Their footsteps led them into the garden and then through the apple orchard down by the little stream, and on to the beech woods.

“I wonder why we are coming this way,” thought Molly, trying to keep her mind off another walk she had taken over that same ground not so long ago.

“Let’s sit down here,” said Jimmy, stopping under the great beech tree where Molly and Edwin had sat on that memorable day when he had spoken of his vision of the white-haired Molly, and then had stopped himself so suddenly with a joke about his own possible baldness.

“Oh, not right here,” said Molly hurriedly. “I know a nice rock a little farther on.”

“Molly, Miss Molly, Miss Brown! – Oh, Molly, darling, there is no use in going any farther because I know you know that I have brought you out here to tell you that I – ”

“Jimmy, please don’t say anything more. It ’most kills me to hurt you.”

“Is there no hope for me? I’ll wait a week, oh, I don’t mean a week, I’ll wait forever if there is a chance for me. I know this is a low question to ask you, but is there any one else?”

 

Honest Molly hung her head. “Not exactly.”

That “not exactly” was enough for Jimmy. He smiled a wan little smile that would have put his Irish grandmother to shame.

“Well, don’t you mind, Miss Molly. I wouldn’t have you feel blue about me for a million. You never did lead me on one little bit, and I was almost sure when I came to Kentucky that there would be nothing doing for yours truly; but somehow men are made so they have to make sure about such things. You and I have too much sense of the ridiculous to do any spiel about the brother and sister business, but I’ll tell you one thing, I am your friend forever, and you must know that, and understand that as long as I live I’ll hold myself in readiness to do your bidding.”
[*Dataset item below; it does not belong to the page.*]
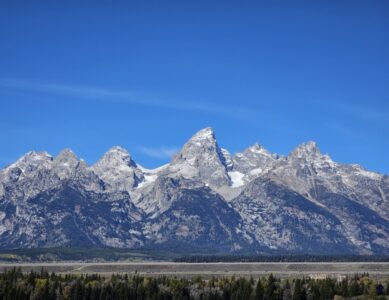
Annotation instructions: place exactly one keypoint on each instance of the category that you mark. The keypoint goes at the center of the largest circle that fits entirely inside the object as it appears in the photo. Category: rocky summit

“Oh, Jimmy, you are so good and generous,” holding out her hand to him, “I am your friend forever, and I hope we shall always see a lot of each other.”

Jimmy took her hand and for a moment bowed his curly black head over it. Molly put her other hand on his head, feeling somehow that it was like comforting Kent.

“You are sure, Molly?”

“Yes, Jimmy.”

“Well, le’s go home. I know you are tired.

 
“‘If no one ever marries me
I sha’n’t mind very much;
I shall buy a squirrel in a cage,
And a little rabbit-hutch,’”
 

sang the irrepressible.

When Judy got back to Chatsworth she found Molly weeping her soul out on the pillow, and she had noticed as they passed the office porch that for once Jimmy Lufton was whistling in the minor.